Akshay Indikar dreams in Marathi: 'I believe I can reach out to audiences with films made in my mother tongue'
Akshay Indikar, who hails from Solapur and belongs to the Gondhali nomadic tribe, doesn't consider Marathi as being a stepping stone to Hindi or English. He believes he can reach out to people in this language.
For his age, 28-year-old Akshay Indikar seems to already have a considerable number of achievements to his credit – three films, invites from several film festivals, and award nominations. However, if one takes into consideration his perseverance, commitment and hard work, the trajectory of his career doesn't seem surprising; perhaps, it is just the beginning.
Akshay hails from Solapur, a drought-prone arid region of Maharashtra with geographical and cultural proximity to the states of Karnataka and Andhra Pradesh. He belongs to the Gondhali nomadic tribe, who are practitioners of folk music and performance, and learnt early on that his community's traditional art was dying out because people had to take up other livelihoods to survive. He was also raised to believe that cinema was not a career option meant for the morally upright.
However, Solapur, which is populated by a diverse range of people, was home to one of the earliest multiplexes. “Within one space there were seven screens and it was the norm for films across Tamil, Telugu, Kannada, Marathi and Hindi to be played. We drew comfort and solace from films," says Akshay. “I always wanted to do something larger than life – like joining a circus or becoming a magician,” he says, matter-of-factly. “We even inquired about schools that train magicians,” he fondly says of his encouraging father, who works as a college lecturer.
After his early education in Akluj, Akshay moved to Pune for further studies and to pursue theatre, only to realise that he wouldn’t be able to break into the city's famed theatre circle, since he didn’t speak 'pramaan bhasha' (formal Marathi, largely spoken by Brahmins and upper caste people in Pune and Mumbai). “Books gave me confidence. I knew I needed to have a unique strength to succeed and realise my dreams. Pune opened up treasures of knowledge: the National Film Archive of India (NFAI), the Sahitya Akademi Library, the Film and Television Institute of India (FTII). I studied film and cinema, and read biographies of many personalities, from Charlie Chaplin and Ingrid Bergman to Dada Kondke. I began assisting FTII students and after graduating in Mass Communication, I applied to and got into FTII.”
He was one of the toppers when selected, but didn’t wait to complete the course; he had already determined to finish it in three years and start working as soon as possible. This may make him seem like a man in a hurry, but he spent several months working on his latest film Trijya, conceived at FTII. It is now travelling to several prestigious film festivals across the world, and its next destination is Spain.

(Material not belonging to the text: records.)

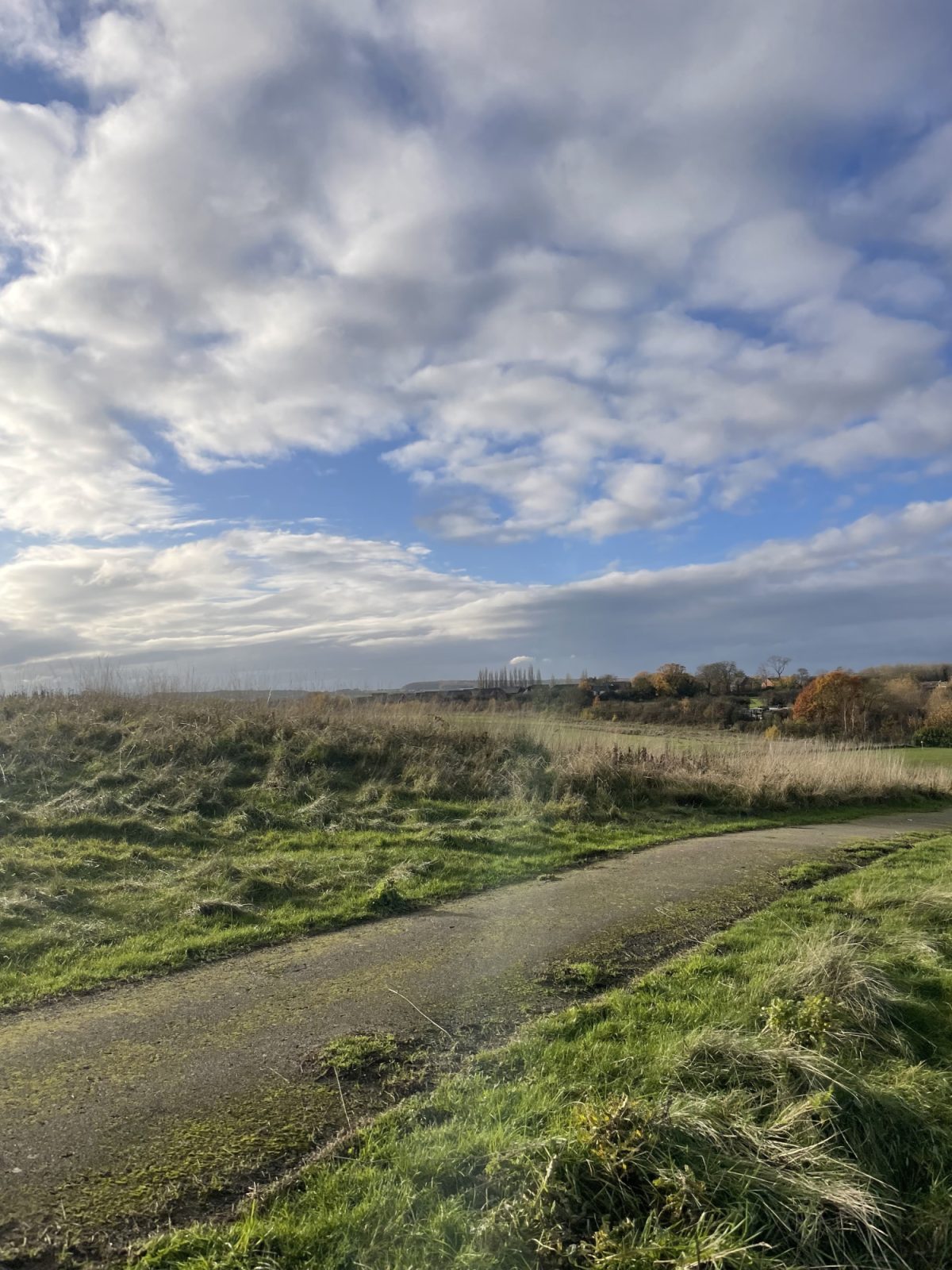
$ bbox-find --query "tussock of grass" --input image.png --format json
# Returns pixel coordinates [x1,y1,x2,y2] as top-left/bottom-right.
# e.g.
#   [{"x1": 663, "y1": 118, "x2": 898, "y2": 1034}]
[
  {"x1": 0, "y1": 692, "x2": 952, "y2": 1006},
  {"x1": 137, "y1": 837, "x2": 952, "y2": 1270}
]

“I wanted to create something that would resonate strongly with young people living in this post-modern world. I wanted to portray the frustrations, stress and ennui that result from moving into a multicultural city like Pune, in order to become a part of it. In the beginning, I titled it ‘Yatra’ (journey). I wanted to capture the sense of claustrophobia experienced by a poet who is looking for a breath of fresh air in a journey that can easily seem worthless. Later, I changed the title to ‘Aaranya’ (forest), which eventually became ‘Trijya’ (radius),” Akshay explains.
The shooting and editing of this film was finished within a rigorous 50-day schedule which involved travelling through various parts of Maharashtra, on a shoe-string budget. Every year, five films are picked from South Asia for the NFDC Work in Progress program. Trijya was selected even before Akshay could finish shooting it.
Lines from poems by Bhalchandra Nemade have also been used in the film, he adds. Before Trijya, he made a docu-fiction film on the writer titled Udaharnartha Nemade ('for example, Nemade' – a term the writer employed very interestingly in his novel). It features elaborate interviews and visualisations of the characters the writer created. The idea for this film came to Akshay when he visisted the Jnanpith awardee to seek permission to use his poetry in Trijya. “Our conversation was so engrossing that I felt the need to make a film on him, and when I asked, he agreed,” he says.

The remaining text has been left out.